Fig. 4: Simulation of the heat transfer in the nested capillary.

a Schematic diagram of the nested capillary structure, b 3-dimensional temperature distribution within the nested capillary at the air flow rate of 0.9 sccm, c temperature distribution within the x–y cross section at the z coordinate of 500 µm, d minimal temperature of the LC area in figure (c) as a function of the air flow rate. (LC: liquid crystal).

Study of the influence of the flow rate on the WGM spectrum

Figure 5a shows the experimental transmission spectra of the nested capillary resonator corresponding to different air flow rates. Figure 5b illustrates the dependency of the selected resonant dip position (at circa 1551.5 nm) versus the flow rate and its exponential fit in the range of flow rates from 0 to 5.04 sccm. As can be seen from the graph, the selected WGM resonance wavelength increases in a non-linear fashion with the increase of the flow rate. The maximum sensitivity of the proposed sensor was calculated as 0.3423 nm·sccm⁻¹ in the range of flow rates from 0 to 2.52 sccm. The maximum experimentally measured spectral shift is 1.1 nm corresponding to the increase of the flow rate from 0 to 5.04 sccm.

Fig. 5: Spectral characterization of the nested capillary resonator.

a Measured WGM spectra of the LC filled nested capillary structure at different air flow rates, b selected spectral dip at 1551.5 nm versus the flow rate, c WGM spectra of the nested capillary resonator measured at different temperatures, d linear fitting of the spectral shift data versus temperature for the selected dip at 1551.6 nm in figure (c), e experimental WGM spectra of the nested capillary resonator without LC filling, f selected spectral dip versus the flow rate. (WGM: whispering gallery mode, LC: liquid crystal, sccm: nm·min·mL⁻¹). (Note: Error bars were calculated using standard deviation of measurements for five times).

The experimentally observed spectral shift of the WGM resonances is due to changes in the effective RI of the liquid crystal caused by the heat transfer between LC and the airflow.
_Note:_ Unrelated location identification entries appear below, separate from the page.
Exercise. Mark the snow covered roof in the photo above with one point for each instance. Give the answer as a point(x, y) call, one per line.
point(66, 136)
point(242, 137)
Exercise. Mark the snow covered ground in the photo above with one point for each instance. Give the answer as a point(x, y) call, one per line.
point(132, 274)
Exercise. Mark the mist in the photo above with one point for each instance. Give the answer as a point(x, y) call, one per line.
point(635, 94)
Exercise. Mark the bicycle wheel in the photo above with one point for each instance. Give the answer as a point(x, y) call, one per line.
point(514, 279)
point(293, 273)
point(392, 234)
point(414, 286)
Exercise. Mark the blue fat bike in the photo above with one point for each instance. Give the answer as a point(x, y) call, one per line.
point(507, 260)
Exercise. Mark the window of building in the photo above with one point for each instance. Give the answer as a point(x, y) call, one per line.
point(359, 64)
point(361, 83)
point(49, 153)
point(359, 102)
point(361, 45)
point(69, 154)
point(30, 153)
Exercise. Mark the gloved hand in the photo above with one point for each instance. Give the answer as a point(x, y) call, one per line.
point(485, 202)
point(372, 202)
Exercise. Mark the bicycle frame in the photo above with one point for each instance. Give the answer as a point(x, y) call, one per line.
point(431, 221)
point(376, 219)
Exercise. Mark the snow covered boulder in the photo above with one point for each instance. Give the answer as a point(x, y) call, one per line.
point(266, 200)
The temperature-induced wavelength shift can be expressed using the following equation¹⁹:

$$\Delta \lambda =\lambda \left(\alpha \Delta T+\frac{1}{{n}_{{{{{{\rm{core}}}}}}}}\frac{d{n}_{{{{{{\rm{core}}}}}}}}{{dT}}\Delta T+\frac{1}{{n}_{{{{{{\rm{wall}}}}}}}}\frac{d{n}_{{{{{{\rm{wall}}}}}}}}{{dT}}\Delta T \right)$$

(6)

where \(\alpha\) is the thermal expansion coefficient of the cylindrical WGM resonator, \(\frac{d{n}_{{{{{{\rm{core}}}}}}}}{{dT}}\) and \(\frac{d{n}_{{{{{{\rm{wall}}}}}}}}{{dT}}\) are the thermo-optic coefficients of the nematic LC and the silica capillary wall, \({{{{{{\rm{n}}}}}}}_{{{{{{\rm{core}}}}}}}\) and \({{{{{{\rm{n}}}}}}}_{{{{{{\rm{wall}}}}}}}\) are the effective RIs of the nematic LC and silica capillary, respectively. \(\Delta T\) is the change in temperature due to the heat transfer between the LC and the airflow. \(\lambda \frac{1}{{n}_{{{{{{\rm{core}}}}}}}}\frac{{{{{{\rm{d}}}}}}{n}_{{{{{{\rm{core}}}}}}}}{{dT}}\Delta T\) is the main factor contributing to the spectral shift since the values of \(\alpha\) and \(\frac{d{n}_{{{{{{\rm{wall}}}}}}}}{{dT}}\) are negligibly small²⁰. Owing to the negative \(\frac{d{n}_{{{{{{\rm{core}}}}}}}}{{dT}}\) of the LC¹⁶, the resonant wavelength shifts towards longer wavelengths when the temperature of the LC decreases due to the airflow through the inner capillary, which is in agreement with the experimental results in Fig. 5a, b.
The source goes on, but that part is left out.